With the changes, food costs for franchisees fell about 4% across the board but transactions per store slowed before beginning to pick up in the fourth quarter, said Steve Provost, chief marketing officer.

"We had that stretch of time where we had to sort of say we've got to do this stuff because we've got to fix your profitability," he said.

Average sales for last year are estimated at $415,000 per store, about the same as 2006, Quiznos said. As a privately held company, it does not release most financial data.

Franchisees have reported mixed results from the changes; some are elated but others still see problems.
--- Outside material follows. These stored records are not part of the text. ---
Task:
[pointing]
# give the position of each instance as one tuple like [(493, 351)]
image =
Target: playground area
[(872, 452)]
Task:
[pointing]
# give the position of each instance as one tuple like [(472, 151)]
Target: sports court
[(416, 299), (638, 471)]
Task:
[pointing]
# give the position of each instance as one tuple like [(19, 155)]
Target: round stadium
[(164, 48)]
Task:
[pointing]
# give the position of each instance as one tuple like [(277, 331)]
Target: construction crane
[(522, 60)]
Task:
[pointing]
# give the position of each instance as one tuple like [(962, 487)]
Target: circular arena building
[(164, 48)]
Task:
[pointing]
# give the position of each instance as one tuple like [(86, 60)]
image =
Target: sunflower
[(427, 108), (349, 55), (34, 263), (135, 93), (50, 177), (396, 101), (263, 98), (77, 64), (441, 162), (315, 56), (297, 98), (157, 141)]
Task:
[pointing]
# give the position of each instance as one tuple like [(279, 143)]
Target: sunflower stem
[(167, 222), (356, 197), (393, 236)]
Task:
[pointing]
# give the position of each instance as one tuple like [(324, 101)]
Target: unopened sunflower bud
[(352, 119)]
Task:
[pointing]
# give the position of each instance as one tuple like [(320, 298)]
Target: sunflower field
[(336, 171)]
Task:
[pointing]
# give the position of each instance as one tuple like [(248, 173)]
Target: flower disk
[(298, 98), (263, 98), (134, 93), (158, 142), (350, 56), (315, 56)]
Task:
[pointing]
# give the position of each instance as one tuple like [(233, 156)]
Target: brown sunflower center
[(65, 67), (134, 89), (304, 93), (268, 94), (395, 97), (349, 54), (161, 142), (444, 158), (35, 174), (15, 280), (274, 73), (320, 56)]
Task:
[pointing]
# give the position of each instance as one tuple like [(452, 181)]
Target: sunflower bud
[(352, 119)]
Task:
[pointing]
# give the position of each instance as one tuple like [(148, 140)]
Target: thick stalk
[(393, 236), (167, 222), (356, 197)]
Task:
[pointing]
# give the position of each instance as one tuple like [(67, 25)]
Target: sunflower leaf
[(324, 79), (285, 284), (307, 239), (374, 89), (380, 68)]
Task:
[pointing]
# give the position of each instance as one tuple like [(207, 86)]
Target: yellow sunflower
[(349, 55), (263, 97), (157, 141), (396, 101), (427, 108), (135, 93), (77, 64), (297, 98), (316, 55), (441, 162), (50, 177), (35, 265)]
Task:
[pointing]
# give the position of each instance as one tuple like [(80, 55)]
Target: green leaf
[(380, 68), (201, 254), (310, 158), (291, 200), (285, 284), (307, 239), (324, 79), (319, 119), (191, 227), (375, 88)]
Danny Kessels, who runs a Quiznos store in Boulder, Colo., said food costs are high and some franchisees have concerns over placement of stores. He said his profit last year was down 3% to 5%. Kessels is president of the Toasted Sub Franchisee Assn., a support group that he said represents more than 205 owners.

In Shawnee, Okla., franchisee Gary Smoot said his profit increased about 8% from June to December, compared with the same six-month period in 2006. "The operators in this area are by and large much happier with what's going on," he said.

This month, Quiznos is unveiling a new ad campaign featuring the baritone voice of actor Michael Clarke Duncan and a new slogan, "Mmmm, Quiznos, love what you eat."

Other new products in the offing include a lobster salad sandwich and even a pizza.

Brenneman has high expectations for the delivery program aimed at consumers who stay at work for lunch. Franchisee owners can add delivery for a $6,250 fee and can decide how and when to offer the service.